The designer(s) of the poster/advert proceed to use the portrait without attribution or remuneration to the photographer, crop one dancer out of it, and completely repurpose the image. They also name the girl ‘Fatima’, giving one the impression that they sourced the dancer themselves, where really they just found an image from the internet. Calling a girl from Atlanta ‘Fatima’, a name of Arabic origin, can also be appropriately argued as problematic. The BBC have identified the dancers as Desire’e Kelley and Tasha Williams.

It’s ironic that this poster wasn’t meant to be a commentary on the arts per se but the careless appropriation of a freelance photographer’s work suggests otherwise, as does the cynical messaging. It’s not a crime to use images in this way, I have used images from Unsplash for articles but in my defence these were images of fruit and vegetables, in articles about fruit and vegetables. Nor did I give a name to each fruit and vegetable, deliberately crop out any fruit or vegetable, and suggest a career is waiting for a particular fruit or vegetable in cyber-security.

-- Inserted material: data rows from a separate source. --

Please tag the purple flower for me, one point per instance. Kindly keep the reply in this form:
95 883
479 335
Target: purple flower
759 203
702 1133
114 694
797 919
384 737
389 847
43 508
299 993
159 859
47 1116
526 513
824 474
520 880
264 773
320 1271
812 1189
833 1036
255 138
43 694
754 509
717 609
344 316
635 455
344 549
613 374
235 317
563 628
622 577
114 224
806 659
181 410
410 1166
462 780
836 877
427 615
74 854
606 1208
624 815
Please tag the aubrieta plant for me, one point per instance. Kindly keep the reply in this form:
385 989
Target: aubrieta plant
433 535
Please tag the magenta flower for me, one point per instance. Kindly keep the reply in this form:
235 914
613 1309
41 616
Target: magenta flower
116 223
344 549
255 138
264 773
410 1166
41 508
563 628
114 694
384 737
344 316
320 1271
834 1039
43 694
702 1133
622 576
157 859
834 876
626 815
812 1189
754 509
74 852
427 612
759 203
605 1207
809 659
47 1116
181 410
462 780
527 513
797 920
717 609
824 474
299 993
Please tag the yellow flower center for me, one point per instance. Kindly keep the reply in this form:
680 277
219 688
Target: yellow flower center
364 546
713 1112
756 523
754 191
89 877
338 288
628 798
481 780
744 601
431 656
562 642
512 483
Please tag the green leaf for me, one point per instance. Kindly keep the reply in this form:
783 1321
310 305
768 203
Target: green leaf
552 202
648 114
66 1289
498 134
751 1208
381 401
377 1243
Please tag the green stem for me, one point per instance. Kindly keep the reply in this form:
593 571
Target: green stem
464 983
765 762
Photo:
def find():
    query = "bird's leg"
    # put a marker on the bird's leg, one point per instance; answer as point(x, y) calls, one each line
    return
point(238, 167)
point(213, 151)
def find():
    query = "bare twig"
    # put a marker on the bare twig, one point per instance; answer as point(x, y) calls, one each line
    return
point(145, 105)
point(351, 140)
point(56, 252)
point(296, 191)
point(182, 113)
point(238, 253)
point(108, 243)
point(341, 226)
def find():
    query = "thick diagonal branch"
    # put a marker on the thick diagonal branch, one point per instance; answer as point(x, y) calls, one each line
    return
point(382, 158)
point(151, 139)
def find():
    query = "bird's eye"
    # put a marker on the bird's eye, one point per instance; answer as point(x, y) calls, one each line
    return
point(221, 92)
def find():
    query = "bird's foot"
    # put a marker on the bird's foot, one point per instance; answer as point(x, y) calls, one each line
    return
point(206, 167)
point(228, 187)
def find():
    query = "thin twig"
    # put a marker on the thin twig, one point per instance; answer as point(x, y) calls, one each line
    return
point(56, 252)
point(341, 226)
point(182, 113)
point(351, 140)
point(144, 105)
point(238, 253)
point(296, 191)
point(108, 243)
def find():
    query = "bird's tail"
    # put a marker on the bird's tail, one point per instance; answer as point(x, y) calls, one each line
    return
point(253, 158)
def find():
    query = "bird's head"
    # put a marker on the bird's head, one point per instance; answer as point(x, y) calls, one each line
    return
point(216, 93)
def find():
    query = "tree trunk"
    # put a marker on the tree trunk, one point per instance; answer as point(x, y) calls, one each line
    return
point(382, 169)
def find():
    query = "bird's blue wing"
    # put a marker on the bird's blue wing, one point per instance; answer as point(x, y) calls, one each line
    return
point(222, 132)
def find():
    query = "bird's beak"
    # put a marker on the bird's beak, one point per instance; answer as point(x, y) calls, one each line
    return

You’d like to think there’d be some alarm bells going off when this poster was being designed. ‘Where has that photograph come from?’ ‘Why are we using this particular photo of a young ballet dancer?’ ‘Could it suggest young people should abandon their hopes and dreams for a steady job?’ are perhaps some of the questions you’d think would have been asked.

The poster was not produced recently in regard to the government’s stance on creatives amid this crisis, so the flak this got on social media was perhaps undeserved, lambasting the government for producing this on the hoof seems unfair. After all, this advert is but one of a collection from the “Reboot” campaign and just so happens to feature a ballet dancer. But by deliberately manipulating a photographer’s work, and by merely suggesting a dancer should consider a safer career going forward can — combined with years of underinvestment — demonstrate this Conservative government’s indifference towards the arts.